Document Structure Analysis Algorithms: A Literature Survey [pdf]

roflc0ptic · on Oct 10, 2016

Funny. I ran across this survey I had to write a document structure analysis step for a document analysis pipeline recently. I thought of this paper in particular when watching https://vimeo.com/9270320 ("What We Actually Know About Software Development"), which I ran across on the recent thread on tech talks.

Not a computer scientist (barely a scientist at all!), so I don't know if I'm being unreasonable or not, but I was a little dismayed at the literature here. Is this quality of publication common? Is it getting better? The lack of experimental methods and reproducibility seems abominable.

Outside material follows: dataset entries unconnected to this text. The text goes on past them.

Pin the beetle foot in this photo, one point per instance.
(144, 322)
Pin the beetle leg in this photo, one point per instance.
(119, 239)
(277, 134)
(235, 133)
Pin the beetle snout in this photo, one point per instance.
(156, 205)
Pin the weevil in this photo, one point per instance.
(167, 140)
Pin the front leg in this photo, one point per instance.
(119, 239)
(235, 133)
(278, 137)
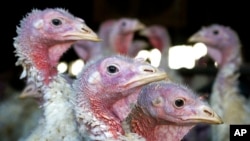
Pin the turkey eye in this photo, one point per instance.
(112, 69)
(179, 102)
(56, 22)
(215, 32)
(123, 23)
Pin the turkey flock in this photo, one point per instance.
(117, 96)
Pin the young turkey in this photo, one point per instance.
(42, 38)
(224, 47)
(166, 111)
(103, 82)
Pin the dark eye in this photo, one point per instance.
(179, 102)
(56, 22)
(123, 23)
(215, 32)
(112, 69)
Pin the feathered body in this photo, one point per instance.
(43, 37)
(225, 48)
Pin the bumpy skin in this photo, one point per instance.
(43, 37)
(102, 83)
(225, 48)
(167, 111)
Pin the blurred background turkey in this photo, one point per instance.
(180, 18)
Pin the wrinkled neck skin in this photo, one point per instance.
(123, 107)
(101, 122)
(230, 64)
(122, 42)
(155, 129)
(40, 69)
(40, 57)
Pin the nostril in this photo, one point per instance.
(85, 30)
(208, 112)
(149, 70)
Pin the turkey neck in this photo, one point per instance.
(122, 42)
(39, 57)
(155, 129)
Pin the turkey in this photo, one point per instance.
(159, 38)
(166, 111)
(224, 47)
(101, 83)
(88, 50)
(42, 38)
(117, 35)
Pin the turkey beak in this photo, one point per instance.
(82, 32)
(147, 75)
(204, 114)
(197, 37)
(144, 32)
(139, 26)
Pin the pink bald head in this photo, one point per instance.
(167, 111)
(223, 43)
(44, 35)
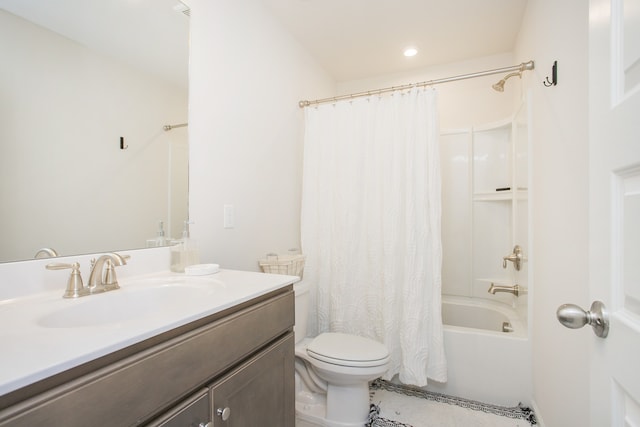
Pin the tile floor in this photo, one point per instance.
(405, 407)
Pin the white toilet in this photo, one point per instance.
(333, 372)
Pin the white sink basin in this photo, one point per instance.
(113, 308)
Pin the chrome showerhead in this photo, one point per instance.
(499, 87)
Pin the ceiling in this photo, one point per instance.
(350, 39)
(355, 39)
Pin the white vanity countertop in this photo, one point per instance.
(42, 336)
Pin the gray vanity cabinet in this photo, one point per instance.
(256, 394)
(194, 412)
(241, 359)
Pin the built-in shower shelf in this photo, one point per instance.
(496, 281)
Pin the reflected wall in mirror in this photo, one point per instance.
(77, 77)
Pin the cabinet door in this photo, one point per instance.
(260, 392)
(194, 412)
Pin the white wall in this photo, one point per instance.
(64, 182)
(246, 130)
(559, 31)
(462, 103)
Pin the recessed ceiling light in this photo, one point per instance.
(410, 51)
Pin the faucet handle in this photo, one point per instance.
(516, 258)
(75, 287)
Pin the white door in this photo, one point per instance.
(614, 215)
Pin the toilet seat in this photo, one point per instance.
(347, 350)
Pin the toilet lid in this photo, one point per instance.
(347, 350)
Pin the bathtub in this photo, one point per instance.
(484, 363)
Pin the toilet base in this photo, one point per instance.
(311, 411)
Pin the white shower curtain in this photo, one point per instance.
(371, 226)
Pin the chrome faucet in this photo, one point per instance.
(101, 278)
(515, 289)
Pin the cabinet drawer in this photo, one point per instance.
(129, 392)
(194, 412)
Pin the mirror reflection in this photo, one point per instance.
(86, 163)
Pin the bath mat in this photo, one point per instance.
(518, 412)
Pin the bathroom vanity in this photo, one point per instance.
(226, 361)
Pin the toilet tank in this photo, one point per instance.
(301, 291)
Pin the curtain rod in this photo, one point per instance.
(522, 67)
(169, 127)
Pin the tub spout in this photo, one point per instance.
(515, 289)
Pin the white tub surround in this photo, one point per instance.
(485, 364)
(39, 341)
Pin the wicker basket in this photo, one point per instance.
(292, 265)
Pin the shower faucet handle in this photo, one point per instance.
(516, 258)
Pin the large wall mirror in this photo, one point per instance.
(86, 90)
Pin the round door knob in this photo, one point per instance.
(574, 317)
(224, 413)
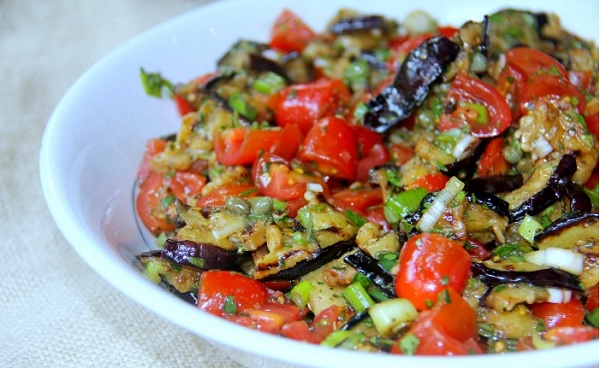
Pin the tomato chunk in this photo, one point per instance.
(429, 264)
(477, 104)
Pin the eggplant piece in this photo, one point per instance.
(369, 267)
(554, 190)
(495, 184)
(200, 255)
(545, 277)
(359, 23)
(318, 258)
(465, 168)
(580, 201)
(573, 230)
(496, 204)
(421, 68)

matt4077 · on Oct 10, 2016

This specifically is a survey where it's uncommon to carry out your own "experiments". You use the numbers from the original papers and hope there's some overlap in the metrics they use.

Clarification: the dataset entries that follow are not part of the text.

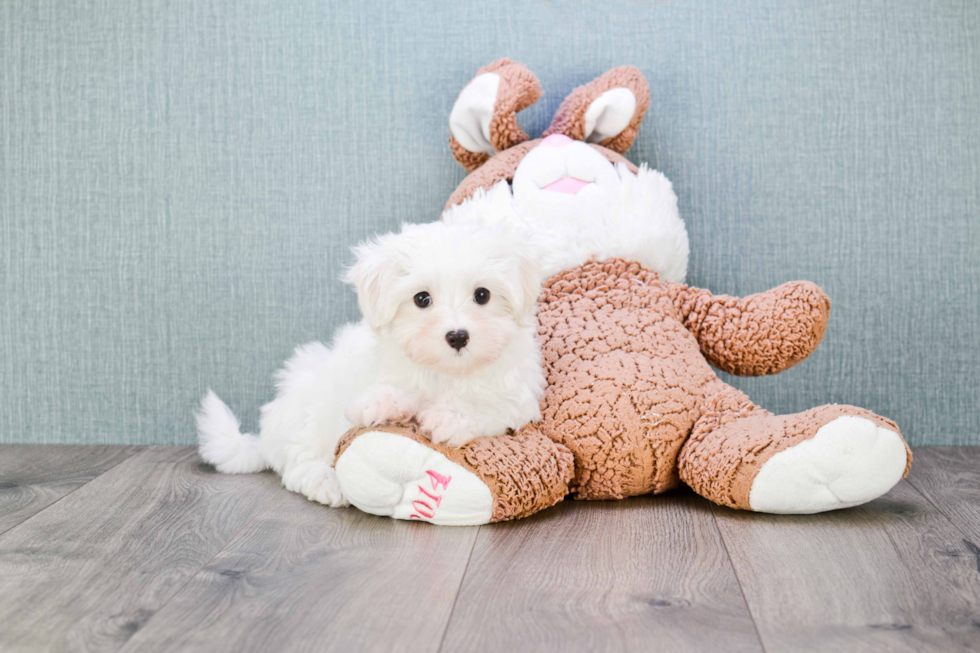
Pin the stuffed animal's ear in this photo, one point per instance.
(374, 275)
(484, 119)
(608, 110)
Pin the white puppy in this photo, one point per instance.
(448, 338)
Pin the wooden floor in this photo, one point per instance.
(147, 549)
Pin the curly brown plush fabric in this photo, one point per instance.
(503, 165)
(570, 117)
(526, 472)
(759, 334)
(629, 383)
(632, 405)
(734, 438)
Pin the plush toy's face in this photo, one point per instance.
(572, 189)
(566, 178)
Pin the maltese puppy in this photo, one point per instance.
(447, 339)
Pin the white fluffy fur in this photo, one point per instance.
(618, 214)
(396, 363)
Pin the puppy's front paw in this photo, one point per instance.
(380, 404)
(317, 481)
(446, 427)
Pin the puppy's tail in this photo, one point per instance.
(221, 442)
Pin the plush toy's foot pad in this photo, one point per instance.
(849, 461)
(390, 475)
(395, 470)
(825, 458)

Reproducibility is a problem, especially in the sense that source code was traditionally not published along with the paper. There are a few reasons for that, i.e.:

- The publish in "publish or perish" isn't talking about github

- The grad student wrote the code and it's 3000 lines of FORTRAN

- The professor wrote the code and it's 6000 lines of ALGOL60 - The university owns the copyright but there's no process for OSS releases - The authors own the copyright and can't wait to turn this into a commercial spinoff.

- It's 30 lines of python, inextricably linked to the internal domain-specific toolset that's 25GB including multiple copies of test data and a lot of external source code with unclear licenses.

- The proof-of-concept is only about 20% of the work of a polished library that's fit to release

It's getting better now with some fields establishing standards for data analysis pipelines, and some large companies with product experience doing a lot of academic work (i. e. facebook/tensorflow). The AI/ML community is probably a shining example considering there are polished, ready-to-use implementations available for almost all publications.

roflc0ptic · on Oct 10, 2016

>> This specifically is a survey where it's uncommon to carry out your own "experiments". You use the numbers from the original papers and hope there's some overlap in the metrics they use.

My comment was unclear. I wasn't criticizing the lit review, I was criticizing the literature it is reviewing. The lit surveyed does a poor job even defining metrics.

The rest is very interesting, and heartening. Thanks for the thoughtful response.

jahewson · on Oct 10, 2016

I've found that it's common for computer science papers to reveal only about 60% of what is necessary to reproduce the result. Crucial steps of the algorithm are omitted. Numerous constants are used with no value ever given. Preprocessing steps are alluded to but never discussed. Datasets are kept private, or worse, charged for.

Anecdotally, I'd say that this seems to have been a worse problem in the 1980s and 90s, judging papers from that era. But it's still an issue today, especially with systems papers.